Here the evidence is genuinely mixed, and worth reading both ways. A 2024 meta-analysis pooled 23 randomized controlled trials, roughly 1,400 patients, and found probiotics produced a real reduction in depression symptoms and a smaller reduction in anxiety. In the same analysis, prebiotics did not reach significance for depression, and the effect sizes varied widely between studies depending on which strains were used [4]. A separate randomized trial added a 14-strain probiotic on top of standard antidepressants in 49 people with major depression and saw greater improvement than placebo over eight weeks [5].

Against that, a carefully run trial of a single strain in 184 pregnant and postpartum women found no mood benefit at all, and the strain wasn't even detectable in many of the women who had taken it by the end of the study [6]. That last detail matters more than it looks: you can swallow a bacterium and still not have it take up residence.

How a microbe in the gut reaches a mood

Three routes are now reasonably well mapped, and the antidepressant effect usually runs through more than one at once.

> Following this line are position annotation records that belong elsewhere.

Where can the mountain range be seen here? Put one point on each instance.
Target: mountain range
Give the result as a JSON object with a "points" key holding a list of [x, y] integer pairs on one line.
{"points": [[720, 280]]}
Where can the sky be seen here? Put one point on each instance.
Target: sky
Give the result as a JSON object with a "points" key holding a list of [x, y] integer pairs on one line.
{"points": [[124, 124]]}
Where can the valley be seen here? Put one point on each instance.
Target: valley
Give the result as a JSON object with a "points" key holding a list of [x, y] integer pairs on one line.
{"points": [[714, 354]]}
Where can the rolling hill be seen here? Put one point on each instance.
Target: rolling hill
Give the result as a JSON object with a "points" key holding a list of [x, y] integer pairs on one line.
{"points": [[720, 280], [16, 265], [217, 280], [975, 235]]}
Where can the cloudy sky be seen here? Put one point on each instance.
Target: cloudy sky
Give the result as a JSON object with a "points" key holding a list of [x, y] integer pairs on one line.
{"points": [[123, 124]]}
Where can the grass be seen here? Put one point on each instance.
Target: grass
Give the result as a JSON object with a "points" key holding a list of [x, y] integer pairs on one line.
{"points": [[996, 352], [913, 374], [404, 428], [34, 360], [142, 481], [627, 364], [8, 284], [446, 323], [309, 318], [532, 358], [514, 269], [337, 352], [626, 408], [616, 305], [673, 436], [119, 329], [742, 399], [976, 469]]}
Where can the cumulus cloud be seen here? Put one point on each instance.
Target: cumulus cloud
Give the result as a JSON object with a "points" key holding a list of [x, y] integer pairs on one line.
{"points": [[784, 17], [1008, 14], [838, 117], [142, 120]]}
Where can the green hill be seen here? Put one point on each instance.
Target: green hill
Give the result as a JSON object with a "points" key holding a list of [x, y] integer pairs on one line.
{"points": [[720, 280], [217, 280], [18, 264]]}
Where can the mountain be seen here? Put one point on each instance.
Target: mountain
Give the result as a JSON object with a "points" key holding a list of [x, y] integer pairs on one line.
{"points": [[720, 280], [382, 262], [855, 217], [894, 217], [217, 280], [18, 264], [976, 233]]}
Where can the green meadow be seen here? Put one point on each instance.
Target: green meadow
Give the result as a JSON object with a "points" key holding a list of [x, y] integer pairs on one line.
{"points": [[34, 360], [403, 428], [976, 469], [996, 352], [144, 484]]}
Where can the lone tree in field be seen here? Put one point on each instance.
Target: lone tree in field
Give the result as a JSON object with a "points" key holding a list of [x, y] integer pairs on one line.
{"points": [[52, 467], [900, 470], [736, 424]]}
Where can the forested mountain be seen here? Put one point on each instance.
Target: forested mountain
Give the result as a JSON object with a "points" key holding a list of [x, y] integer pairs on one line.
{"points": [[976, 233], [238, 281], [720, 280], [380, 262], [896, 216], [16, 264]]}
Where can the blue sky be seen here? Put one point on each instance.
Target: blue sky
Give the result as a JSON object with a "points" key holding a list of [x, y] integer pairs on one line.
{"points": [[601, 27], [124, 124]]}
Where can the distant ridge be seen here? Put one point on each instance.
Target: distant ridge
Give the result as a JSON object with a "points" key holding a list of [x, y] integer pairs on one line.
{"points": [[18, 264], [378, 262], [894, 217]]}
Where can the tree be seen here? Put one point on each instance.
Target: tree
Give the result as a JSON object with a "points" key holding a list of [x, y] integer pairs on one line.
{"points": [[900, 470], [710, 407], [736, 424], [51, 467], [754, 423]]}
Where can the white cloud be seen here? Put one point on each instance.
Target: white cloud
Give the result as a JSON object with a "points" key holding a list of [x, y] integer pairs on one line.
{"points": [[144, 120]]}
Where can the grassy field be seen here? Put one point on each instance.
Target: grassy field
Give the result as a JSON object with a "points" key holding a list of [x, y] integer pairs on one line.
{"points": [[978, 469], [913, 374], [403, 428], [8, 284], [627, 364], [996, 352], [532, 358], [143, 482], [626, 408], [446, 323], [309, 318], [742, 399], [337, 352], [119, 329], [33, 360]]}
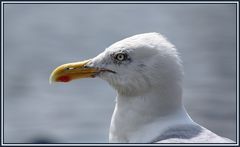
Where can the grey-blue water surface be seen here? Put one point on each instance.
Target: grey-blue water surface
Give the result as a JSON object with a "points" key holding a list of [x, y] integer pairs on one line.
{"points": [[39, 37]]}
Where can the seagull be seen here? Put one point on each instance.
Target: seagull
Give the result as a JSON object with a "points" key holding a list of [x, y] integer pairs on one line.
{"points": [[147, 73]]}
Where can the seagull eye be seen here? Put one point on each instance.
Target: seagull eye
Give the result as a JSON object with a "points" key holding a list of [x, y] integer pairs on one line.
{"points": [[121, 57]]}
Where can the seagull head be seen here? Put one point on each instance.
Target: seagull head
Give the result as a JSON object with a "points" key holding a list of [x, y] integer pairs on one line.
{"points": [[132, 66]]}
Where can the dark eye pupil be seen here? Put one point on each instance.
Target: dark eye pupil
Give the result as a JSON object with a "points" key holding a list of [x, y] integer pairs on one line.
{"points": [[120, 57]]}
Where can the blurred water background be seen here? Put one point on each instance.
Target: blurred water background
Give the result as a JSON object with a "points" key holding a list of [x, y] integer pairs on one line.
{"points": [[39, 37]]}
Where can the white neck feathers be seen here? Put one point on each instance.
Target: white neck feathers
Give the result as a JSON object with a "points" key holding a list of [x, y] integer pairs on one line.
{"points": [[143, 118]]}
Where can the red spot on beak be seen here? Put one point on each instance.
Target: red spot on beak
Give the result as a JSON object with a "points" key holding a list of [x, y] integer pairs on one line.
{"points": [[63, 79]]}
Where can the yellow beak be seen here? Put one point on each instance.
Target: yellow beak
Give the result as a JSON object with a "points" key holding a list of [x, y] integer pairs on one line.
{"points": [[71, 71]]}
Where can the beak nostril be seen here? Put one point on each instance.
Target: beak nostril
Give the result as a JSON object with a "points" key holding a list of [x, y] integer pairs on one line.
{"points": [[69, 68], [85, 66]]}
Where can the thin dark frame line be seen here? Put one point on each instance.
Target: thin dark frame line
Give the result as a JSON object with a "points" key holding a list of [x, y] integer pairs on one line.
{"points": [[3, 3]]}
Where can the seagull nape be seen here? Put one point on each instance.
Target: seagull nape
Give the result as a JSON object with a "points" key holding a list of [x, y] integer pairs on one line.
{"points": [[147, 74]]}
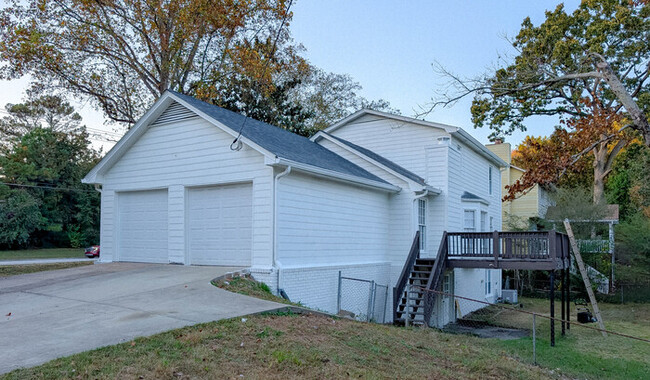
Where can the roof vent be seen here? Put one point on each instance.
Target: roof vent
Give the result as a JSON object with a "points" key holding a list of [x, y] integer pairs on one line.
{"points": [[175, 112]]}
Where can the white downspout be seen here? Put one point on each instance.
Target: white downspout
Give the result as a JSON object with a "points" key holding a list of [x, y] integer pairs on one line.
{"points": [[426, 192], [276, 263]]}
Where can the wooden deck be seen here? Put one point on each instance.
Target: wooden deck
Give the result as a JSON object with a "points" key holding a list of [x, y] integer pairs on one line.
{"points": [[529, 250], [507, 250]]}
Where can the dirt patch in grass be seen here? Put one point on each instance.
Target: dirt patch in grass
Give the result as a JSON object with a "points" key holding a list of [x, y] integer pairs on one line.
{"points": [[12, 270], [42, 253], [282, 346], [582, 352], [244, 284]]}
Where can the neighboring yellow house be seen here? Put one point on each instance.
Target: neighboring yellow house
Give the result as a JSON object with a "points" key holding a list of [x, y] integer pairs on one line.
{"points": [[533, 204]]}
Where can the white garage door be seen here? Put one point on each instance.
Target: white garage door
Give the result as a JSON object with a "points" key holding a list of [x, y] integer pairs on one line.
{"points": [[143, 226], [219, 225]]}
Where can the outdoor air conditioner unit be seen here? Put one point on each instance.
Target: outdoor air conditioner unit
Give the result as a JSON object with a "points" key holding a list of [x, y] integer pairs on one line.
{"points": [[509, 296]]}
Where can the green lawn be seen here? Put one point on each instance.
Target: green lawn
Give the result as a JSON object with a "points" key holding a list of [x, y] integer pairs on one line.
{"points": [[12, 270], [48, 253], [286, 345], [290, 346], [582, 353]]}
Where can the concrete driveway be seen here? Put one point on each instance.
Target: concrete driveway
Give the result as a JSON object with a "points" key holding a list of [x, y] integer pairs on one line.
{"points": [[53, 314]]}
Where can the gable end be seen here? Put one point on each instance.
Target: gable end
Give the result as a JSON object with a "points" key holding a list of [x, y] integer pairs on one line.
{"points": [[175, 112]]}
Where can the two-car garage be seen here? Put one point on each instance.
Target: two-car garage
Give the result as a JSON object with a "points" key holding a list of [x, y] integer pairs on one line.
{"points": [[217, 220]]}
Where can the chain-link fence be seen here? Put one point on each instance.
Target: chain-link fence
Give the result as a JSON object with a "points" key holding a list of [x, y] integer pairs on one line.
{"points": [[363, 300], [580, 350]]}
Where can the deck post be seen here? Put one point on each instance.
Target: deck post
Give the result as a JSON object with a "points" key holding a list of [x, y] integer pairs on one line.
{"points": [[552, 299], [562, 285], [552, 246], [568, 296]]}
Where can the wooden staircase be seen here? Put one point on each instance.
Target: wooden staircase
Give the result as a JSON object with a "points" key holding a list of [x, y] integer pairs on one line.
{"points": [[414, 302]]}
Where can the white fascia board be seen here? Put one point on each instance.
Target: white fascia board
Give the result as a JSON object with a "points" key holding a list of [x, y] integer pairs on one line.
{"points": [[465, 137], [138, 129], [412, 184], [432, 190], [459, 132], [358, 114], [320, 172]]}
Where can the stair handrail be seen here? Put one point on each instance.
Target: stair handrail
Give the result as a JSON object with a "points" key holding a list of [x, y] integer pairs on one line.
{"points": [[434, 278], [414, 254]]}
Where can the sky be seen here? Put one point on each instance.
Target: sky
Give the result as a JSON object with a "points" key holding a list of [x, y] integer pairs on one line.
{"points": [[389, 48]]}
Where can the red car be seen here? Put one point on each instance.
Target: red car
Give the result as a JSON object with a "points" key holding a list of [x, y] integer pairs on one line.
{"points": [[92, 251]]}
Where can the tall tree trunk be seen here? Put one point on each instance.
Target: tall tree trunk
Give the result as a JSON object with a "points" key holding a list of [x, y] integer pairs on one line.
{"points": [[600, 172]]}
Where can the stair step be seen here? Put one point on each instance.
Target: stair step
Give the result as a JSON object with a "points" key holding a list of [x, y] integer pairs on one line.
{"points": [[401, 321]]}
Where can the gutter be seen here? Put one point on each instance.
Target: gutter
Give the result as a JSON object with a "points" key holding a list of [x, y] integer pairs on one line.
{"points": [[276, 263], [336, 175]]}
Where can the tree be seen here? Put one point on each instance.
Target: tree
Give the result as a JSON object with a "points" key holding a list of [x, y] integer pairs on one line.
{"points": [[547, 160], [330, 97], [46, 111], [20, 218], [45, 168], [599, 52], [123, 54], [301, 98]]}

The vagus nerve is the direct line. A landmark 2011 study fed mice a Lactobacillus rhamnosus strain and saw reduced anxiety, lower stress hormones, and altered GABA receptors in the brain. Cut the vagus nerve and the effect disappeared, which placed the signal squarely on that nerve [7]. (Mouse.)

Short-chain fatty acids are the chemical route. When gut bacteria ferment fibre they release butyrate, propionate and acetate. These reach the bloodstream and influence the gut lining, the immune system and the brain, including the production of neuroactive signals [8]. (Review of mostly preclinical work.)

Endocannabinoids are the route the new GLP-1 study lands on, and it isn't the first to find it. A 2020 study showed that transplanting gut bacteria from stressed mice into healthy ones transferred the low mood, that the transfer came with a drop in endocannabinoid signalling, and that a Lactobacillus strain reversed it [9]. The 2026 paper supplies the missing specifics: which bacterium, and the exact chemistry [1]. (Both mouse.)

Most of the precise mechanism work is still in animals. The human work is mostly associations plus a still-uneven set of trials. The direction is consistent across both; the proof in people is not finished. That gap is the honest state of the field, and pretending otherwise helps no one.

Where this connects to what we do

This is the science we work in at Trilliome, and one practical problem runs through all of it. The gut species most strongly linked to brain and metabolic health are strict anaerobes: they die on contact with oxygen. That is why a probiotic capsule so often delivers the wrong organisms, or organisms that never establish. The postpartum trial above is a clean illustration. You cannot reliably deliver the bugs that matter most.

So we don't try to. Our approach is to switch on the beneficial species already living in a person's gut, using plant-derived molecules, at small and specific doses chosen to move particular species rather than feed everything indiscriminately. One of our lead programmes induces a named four-species consortium that includes Coprococcus catus, from the very Coprococcus group the population studies above flag as depleted in low mood. The discovery engine behind it, which we call Teroka, exists to work out which molecule moves which species. The brain benefits described in this post need human clinical evidence before anyone, ourselves included, should claim them. Generating that evidence is what our programme is built to do.

For a century we have treated mood as something that happens above the neck. The more carefully people look, the more of it seems to begin lower down, in an ecosystem we are only starting to learn how to steer. If a diabetes drug can lift depression by feeding one gut bacterium, how much of what we treat in the brain actually begins in the gut?